Furthermore, the device according to the present invention helps to minimise the production of double pulses, defined as afterpulses in the PMT manual by Hamamatsu - paragraph 3.3.8, p. 73, and lastly allows minimisation of the count block time between two successive pulses making a much higher maximum count frequency possible, with an increase in the system response dynamics.

By way of example, using the PMT mod. 1 P28 cited, in the conventional configuration, the duration of said block time is fixed at approximately 20 nanoseconds, whereas when the device according to the present invention is used, said value is reduced to approximately 5 nanoseconds.

The attached figures 3 and 4 show an example of the effect of application of the device according to the present invention to a PMT. Figure 3 illustrates two pulses produced on the plate resistor in the traditional configuration with two photons of monochromatic light and therefore characterised by equal energy, but emitted with different trajectories and impact positions on the photocathode and therefore corresponding to emissions of photoelectrons with different apparent energy. The pulse indicated by number 30 is the one produced by lesser apparent energy, whereas the pulse indicated by number 31 is the one produced by greater apparent energy. The two pulses illustrated in figure 4 are detected downstream of the device according to the present invention. They are produced by two photons of equal energy with different trajectories and impact positions on the photocathode, and the number 40 indicates the one produced by lesser apparent energy whereas the number 41 indicates the one produced by greater apparent energy.

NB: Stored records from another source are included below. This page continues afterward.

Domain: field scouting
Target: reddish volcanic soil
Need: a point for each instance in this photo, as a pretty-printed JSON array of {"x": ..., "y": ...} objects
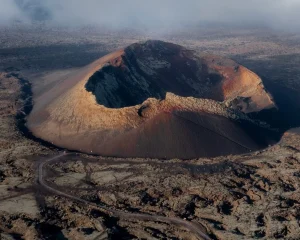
[
  {"x": 188, "y": 135},
  {"x": 148, "y": 101}
]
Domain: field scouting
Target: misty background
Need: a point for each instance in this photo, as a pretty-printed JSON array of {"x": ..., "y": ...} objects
[{"x": 281, "y": 14}]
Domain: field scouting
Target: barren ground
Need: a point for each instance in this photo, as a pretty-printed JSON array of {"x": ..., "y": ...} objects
[{"x": 253, "y": 196}]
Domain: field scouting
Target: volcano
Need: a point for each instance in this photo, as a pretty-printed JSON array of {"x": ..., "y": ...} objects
[{"x": 155, "y": 99}]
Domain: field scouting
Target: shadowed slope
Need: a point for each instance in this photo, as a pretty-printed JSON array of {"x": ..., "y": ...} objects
[
  {"x": 188, "y": 135},
  {"x": 121, "y": 101},
  {"x": 152, "y": 69}
]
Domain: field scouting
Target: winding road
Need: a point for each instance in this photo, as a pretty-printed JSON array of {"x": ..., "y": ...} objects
[{"x": 191, "y": 226}]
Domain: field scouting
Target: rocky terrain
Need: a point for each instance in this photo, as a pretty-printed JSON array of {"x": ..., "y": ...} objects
[
  {"x": 252, "y": 196},
  {"x": 148, "y": 101}
]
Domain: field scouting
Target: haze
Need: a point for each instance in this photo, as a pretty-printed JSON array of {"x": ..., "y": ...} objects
[{"x": 136, "y": 13}]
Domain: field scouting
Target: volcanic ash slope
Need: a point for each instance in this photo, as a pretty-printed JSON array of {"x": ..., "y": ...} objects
[{"x": 154, "y": 99}]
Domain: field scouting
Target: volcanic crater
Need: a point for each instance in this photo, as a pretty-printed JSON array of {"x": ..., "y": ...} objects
[{"x": 158, "y": 100}]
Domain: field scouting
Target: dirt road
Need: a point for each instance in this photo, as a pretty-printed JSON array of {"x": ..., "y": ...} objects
[{"x": 191, "y": 226}]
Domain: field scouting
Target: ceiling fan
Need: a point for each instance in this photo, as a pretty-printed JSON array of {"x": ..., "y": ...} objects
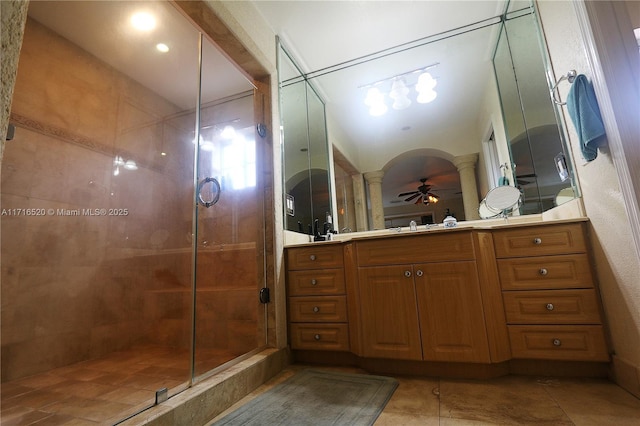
[{"x": 422, "y": 195}]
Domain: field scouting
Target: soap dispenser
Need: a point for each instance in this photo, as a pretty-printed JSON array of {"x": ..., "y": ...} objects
[{"x": 450, "y": 222}]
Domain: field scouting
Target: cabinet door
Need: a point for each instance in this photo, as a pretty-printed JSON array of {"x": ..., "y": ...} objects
[
  {"x": 451, "y": 315},
  {"x": 388, "y": 312}
]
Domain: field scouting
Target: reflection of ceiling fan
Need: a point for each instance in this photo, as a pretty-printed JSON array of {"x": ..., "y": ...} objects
[{"x": 421, "y": 195}]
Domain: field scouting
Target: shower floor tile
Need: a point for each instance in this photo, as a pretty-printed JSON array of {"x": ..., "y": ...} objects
[{"x": 101, "y": 391}]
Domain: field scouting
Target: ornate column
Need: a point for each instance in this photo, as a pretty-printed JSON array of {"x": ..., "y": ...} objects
[
  {"x": 360, "y": 203},
  {"x": 466, "y": 165},
  {"x": 374, "y": 179}
]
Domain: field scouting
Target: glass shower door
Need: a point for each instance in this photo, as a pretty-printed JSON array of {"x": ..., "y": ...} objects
[{"x": 229, "y": 318}]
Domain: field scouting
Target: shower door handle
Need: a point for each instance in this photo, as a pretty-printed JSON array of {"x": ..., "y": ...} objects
[{"x": 217, "y": 190}]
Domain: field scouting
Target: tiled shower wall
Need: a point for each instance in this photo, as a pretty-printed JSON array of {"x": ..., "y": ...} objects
[{"x": 75, "y": 286}]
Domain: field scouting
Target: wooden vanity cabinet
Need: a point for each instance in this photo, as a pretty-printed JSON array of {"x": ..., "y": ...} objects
[
  {"x": 551, "y": 303},
  {"x": 420, "y": 299},
  {"x": 317, "y": 301}
]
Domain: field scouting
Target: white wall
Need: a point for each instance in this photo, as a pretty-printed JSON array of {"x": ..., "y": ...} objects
[{"x": 618, "y": 266}]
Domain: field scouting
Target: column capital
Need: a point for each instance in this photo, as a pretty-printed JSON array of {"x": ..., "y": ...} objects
[
  {"x": 465, "y": 161},
  {"x": 374, "y": 177}
]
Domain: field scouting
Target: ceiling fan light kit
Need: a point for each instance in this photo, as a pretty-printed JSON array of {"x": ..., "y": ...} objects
[{"x": 422, "y": 194}]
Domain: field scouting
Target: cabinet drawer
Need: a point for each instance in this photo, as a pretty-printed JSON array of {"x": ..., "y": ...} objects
[
  {"x": 406, "y": 249},
  {"x": 316, "y": 282},
  {"x": 558, "y": 342},
  {"x": 540, "y": 240},
  {"x": 552, "y": 307},
  {"x": 329, "y": 337},
  {"x": 545, "y": 272},
  {"x": 315, "y": 257},
  {"x": 318, "y": 309}
]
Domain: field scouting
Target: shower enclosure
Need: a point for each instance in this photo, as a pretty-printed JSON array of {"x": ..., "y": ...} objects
[{"x": 133, "y": 246}]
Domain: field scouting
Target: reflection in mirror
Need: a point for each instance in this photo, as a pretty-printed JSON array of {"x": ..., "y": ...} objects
[
  {"x": 500, "y": 201},
  {"x": 459, "y": 139},
  {"x": 536, "y": 136},
  {"x": 305, "y": 151}
]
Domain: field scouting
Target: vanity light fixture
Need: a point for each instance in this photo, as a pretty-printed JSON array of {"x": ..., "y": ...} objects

With reference to the attached figure 5, a preferred embodiment of the device according to the present invention provides for complete implementation of a PMT comprising the body of said PMT 1 1 combined with the device according to the present invention 52 and mechanically connected to the photoelectric signal measuring apparatus by means of the support 53 which in turn comprises the conduit 54 through which a cooling liquid is passed having the function of thermostating said PMT.

In this way it is possible to control the work temperature of the PMT, thus eliminating the undesired effect of the variation in background noise depending significantly on the temperature.

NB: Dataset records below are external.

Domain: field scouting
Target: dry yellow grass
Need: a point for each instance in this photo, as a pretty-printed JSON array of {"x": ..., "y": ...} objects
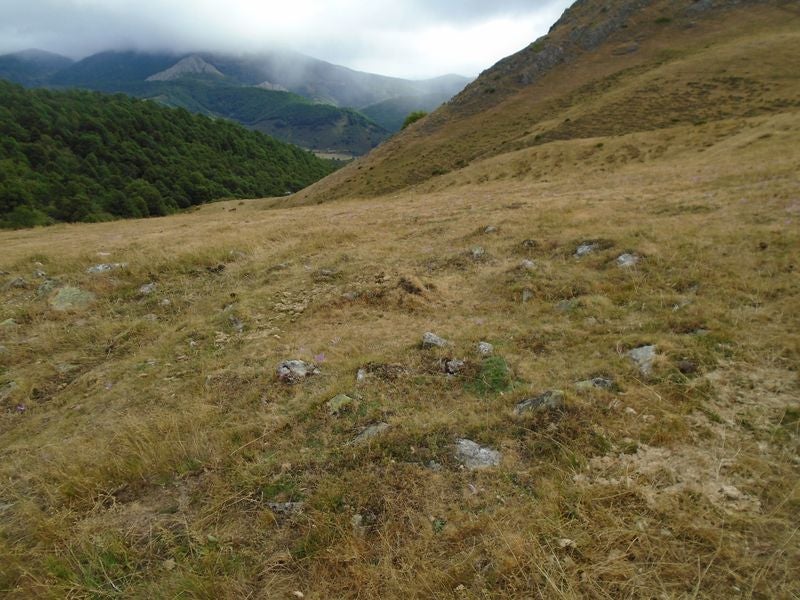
[{"x": 142, "y": 441}]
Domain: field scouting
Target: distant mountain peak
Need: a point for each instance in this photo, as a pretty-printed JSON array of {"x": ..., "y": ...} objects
[{"x": 191, "y": 65}]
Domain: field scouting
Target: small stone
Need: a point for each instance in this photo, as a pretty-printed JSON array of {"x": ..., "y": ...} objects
[
  {"x": 585, "y": 248},
  {"x": 339, "y": 404},
  {"x": 105, "y": 267},
  {"x": 294, "y": 371},
  {"x": 474, "y": 456},
  {"x": 18, "y": 283},
  {"x": 369, "y": 433},
  {"x": 644, "y": 357},
  {"x": 286, "y": 508},
  {"x": 431, "y": 340},
  {"x": 71, "y": 298},
  {"x": 603, "y": 383},
  {"x": 452, "y": 366},
  {"x": 627, "y": 260},
  {"x": 549, "y": 400},
  {"x": 478, "y": 252}
]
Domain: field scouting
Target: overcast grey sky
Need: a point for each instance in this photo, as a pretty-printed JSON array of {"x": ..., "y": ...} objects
[{"x": 405, "y": 38}]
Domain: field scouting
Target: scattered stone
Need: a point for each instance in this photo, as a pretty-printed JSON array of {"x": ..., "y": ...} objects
[
  {"x": 339, "y": 404},
  {"x": 236, "y": 324},
  {"x": 18, "y": 283},
  {"x": 431, "y": 340},
  {"x": 568, "y": 305},
  {"x": 71, "y": 298},
  {"x": 474, "y": 456},
  {"x": 644, "y": 357},
  {"x": 485, "y": 348},
  {"x": 294, "y": 371},
  {"x": 546, "y": 401},
  {"x": 452, "y": 366},
  {"x": 47, "y": 286},
  {"x": 7, "y": 389},
  {"x": 627, "y": 260},
  {"x": 369, "y": 433},
  {"x": 602, "y": 383},
  {"x": 586, "y": 248},
  {"x": 286, "y": 508},
  {"x": 105, "y": 267}
]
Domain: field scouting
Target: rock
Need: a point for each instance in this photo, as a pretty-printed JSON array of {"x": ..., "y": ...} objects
[
  {"x": 546, "y": 401},
  {"x": 568, "y": 305},
  {"x": 644, "y": 357},
  {"x": 18, "y": 283},
  {"x": 339, "y": 404},
  {"x": 286, "y": 508},
  {"x": 105, "y": 267},
  {"x": 431, "y": 340},
  {"x": 627, "y": 260},
  {"x": 47, "y": 286},
  {"x": 603, "y": 383},
  {"x": 452, "y": 366},
  {"x": 585, "y": 248},
  {"x": 478, "y": 252},
  {"x": 294, "y": 371},
  {"x": 7, "y": 389},
  {"x": 71, "y": 298},
  {"x": 369, "y": 433},
  {"x": 473, "y": 456}
]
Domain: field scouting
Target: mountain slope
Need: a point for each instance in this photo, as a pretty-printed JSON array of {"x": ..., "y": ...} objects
[
  {"x": 32, "y": 67},
  {"x": 84, "y": 156},
  {"x": 637, "y": 65}
]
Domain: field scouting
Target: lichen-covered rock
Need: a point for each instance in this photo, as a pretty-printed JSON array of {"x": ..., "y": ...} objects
[
  {"x": 295, "y": 371},
  {"x": 474, "y": 456},
  {"x": 546, "y": 401}
]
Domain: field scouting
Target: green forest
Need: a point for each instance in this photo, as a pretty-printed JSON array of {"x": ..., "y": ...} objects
[{"x": 86, "y": 156}]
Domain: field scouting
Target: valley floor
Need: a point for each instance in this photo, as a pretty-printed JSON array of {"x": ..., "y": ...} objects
[{"x": 147, "y": 448}]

The structure described can be implemented very simply in application of the device according to the present invention to machines for measuring the weak chemiluminescence light in which both samples and reagents must be kept thermostated at approximately 8°C. In these appliances, cooled water is usually circulated by means of a hydraulic circuit and it is simple to insert the conduit 54 in said hydraulic circuit, thus guaranteeing minimisation of the PMT background noise and therefore gaining sensitivity for the measurement of very weak signals. The device according to the present invention, preferably combined with a dedicated printed circuit - mounted directly on the base of the PMT in order to minimise the physical length of the wiring - allows, via the innovative output circuit which constitutes the core of the invention subject of the present patent application, modification of the shape of the pulse produced by the PMT as an effect of the detection of the single photon, increase in the gain, increase in the working life, filtering of broadband disturbances and matching of the output impedance with that of the coaxial line 14 connecting to the analogue-digital converter downstream (typically 50 Ohm) in order to avoid distortions and echoes which could be caused by impedance mismatching.

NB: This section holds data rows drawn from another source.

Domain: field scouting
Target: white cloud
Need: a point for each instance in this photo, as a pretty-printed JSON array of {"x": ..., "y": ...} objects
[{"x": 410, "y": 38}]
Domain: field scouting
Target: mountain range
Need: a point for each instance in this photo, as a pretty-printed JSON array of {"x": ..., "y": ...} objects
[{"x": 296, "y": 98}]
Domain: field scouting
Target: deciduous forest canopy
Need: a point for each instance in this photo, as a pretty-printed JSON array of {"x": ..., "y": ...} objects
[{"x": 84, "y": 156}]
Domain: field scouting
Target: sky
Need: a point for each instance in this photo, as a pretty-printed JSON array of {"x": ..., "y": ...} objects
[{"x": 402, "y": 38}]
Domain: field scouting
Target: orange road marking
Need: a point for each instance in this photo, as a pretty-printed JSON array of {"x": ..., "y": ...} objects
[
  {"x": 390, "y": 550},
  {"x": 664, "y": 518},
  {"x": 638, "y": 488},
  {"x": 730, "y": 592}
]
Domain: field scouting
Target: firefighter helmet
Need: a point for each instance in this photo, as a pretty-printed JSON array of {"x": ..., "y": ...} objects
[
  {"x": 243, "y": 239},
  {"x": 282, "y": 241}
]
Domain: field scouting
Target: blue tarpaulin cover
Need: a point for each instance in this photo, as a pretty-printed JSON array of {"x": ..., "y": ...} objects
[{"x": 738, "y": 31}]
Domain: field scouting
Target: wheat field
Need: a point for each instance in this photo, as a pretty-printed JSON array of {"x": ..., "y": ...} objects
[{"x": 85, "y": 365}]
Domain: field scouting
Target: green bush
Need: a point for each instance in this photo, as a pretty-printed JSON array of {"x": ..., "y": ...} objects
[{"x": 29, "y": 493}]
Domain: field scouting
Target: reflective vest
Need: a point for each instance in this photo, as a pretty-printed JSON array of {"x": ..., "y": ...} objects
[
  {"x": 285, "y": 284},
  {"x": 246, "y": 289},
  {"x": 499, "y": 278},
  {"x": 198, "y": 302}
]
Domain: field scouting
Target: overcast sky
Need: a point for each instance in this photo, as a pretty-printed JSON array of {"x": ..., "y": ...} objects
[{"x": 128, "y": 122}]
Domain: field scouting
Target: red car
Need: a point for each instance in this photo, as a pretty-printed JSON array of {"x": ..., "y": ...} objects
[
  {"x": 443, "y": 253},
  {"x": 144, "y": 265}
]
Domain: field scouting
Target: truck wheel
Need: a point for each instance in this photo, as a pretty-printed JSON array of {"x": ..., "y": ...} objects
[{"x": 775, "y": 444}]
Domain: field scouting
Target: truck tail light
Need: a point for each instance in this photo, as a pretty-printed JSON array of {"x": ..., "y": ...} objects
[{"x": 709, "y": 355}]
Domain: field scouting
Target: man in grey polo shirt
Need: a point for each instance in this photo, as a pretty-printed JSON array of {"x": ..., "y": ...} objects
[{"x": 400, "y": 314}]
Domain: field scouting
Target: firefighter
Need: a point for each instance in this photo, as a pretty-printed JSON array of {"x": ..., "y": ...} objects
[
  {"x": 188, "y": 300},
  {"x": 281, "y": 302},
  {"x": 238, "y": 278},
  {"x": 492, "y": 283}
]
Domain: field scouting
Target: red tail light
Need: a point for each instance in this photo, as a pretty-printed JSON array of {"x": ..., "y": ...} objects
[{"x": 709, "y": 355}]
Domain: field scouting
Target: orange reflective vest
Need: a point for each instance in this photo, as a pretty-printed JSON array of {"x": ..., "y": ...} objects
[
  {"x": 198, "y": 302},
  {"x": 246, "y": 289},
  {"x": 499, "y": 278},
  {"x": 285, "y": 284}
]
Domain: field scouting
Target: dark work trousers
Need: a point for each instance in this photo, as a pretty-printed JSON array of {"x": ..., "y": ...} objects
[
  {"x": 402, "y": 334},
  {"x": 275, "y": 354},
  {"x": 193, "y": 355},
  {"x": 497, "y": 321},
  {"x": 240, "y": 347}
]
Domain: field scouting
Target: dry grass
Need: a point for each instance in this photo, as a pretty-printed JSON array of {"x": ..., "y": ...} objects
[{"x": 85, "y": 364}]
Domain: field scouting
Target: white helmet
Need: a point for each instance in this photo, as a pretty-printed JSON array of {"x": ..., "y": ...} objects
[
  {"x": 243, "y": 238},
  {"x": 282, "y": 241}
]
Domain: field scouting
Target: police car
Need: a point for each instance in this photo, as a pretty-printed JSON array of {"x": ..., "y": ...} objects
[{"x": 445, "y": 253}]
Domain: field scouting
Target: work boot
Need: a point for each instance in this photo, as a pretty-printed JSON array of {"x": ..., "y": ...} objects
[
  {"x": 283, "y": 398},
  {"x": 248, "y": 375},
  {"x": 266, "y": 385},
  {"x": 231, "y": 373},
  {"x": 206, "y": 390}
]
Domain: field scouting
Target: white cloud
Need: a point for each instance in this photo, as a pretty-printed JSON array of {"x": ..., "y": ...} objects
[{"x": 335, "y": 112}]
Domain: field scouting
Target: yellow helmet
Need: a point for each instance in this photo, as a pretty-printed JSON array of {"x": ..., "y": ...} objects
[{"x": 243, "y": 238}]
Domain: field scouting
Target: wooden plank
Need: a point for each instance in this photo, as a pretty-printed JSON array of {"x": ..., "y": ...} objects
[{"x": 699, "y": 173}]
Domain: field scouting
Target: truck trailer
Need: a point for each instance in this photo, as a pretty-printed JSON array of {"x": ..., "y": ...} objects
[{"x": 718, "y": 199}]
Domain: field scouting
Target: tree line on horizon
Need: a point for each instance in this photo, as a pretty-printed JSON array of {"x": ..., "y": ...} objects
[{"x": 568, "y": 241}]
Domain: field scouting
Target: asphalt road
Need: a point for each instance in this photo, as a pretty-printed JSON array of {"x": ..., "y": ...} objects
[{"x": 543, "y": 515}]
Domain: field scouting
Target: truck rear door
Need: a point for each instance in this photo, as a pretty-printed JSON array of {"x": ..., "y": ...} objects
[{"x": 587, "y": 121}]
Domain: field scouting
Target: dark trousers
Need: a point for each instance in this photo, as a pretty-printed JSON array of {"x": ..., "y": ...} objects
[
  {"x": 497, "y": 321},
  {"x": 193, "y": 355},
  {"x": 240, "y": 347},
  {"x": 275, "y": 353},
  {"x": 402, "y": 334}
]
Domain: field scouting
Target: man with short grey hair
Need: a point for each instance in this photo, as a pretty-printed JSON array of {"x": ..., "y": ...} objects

The above-mentioned impedance matching and broadband filtering characteristics furthermore allow reduction of the pulse current in the PMT.

By way of non-limiting example, if the anode resistor 22 adopted is fixed at 100 Ohm instead of 50 Ohm (as reiterated in the publications in the state of the art cited) we obtain either a voltage pulse of equal amplitude with a current reduced by 50% resulting in limitation of the maximum current in order to protect the PMT, increasing its working life, or a voltage pulse of double amplitude with equal current, thus obtaining improved accuracy of the analogue-digital converter circuit at the input to the next digital counter section.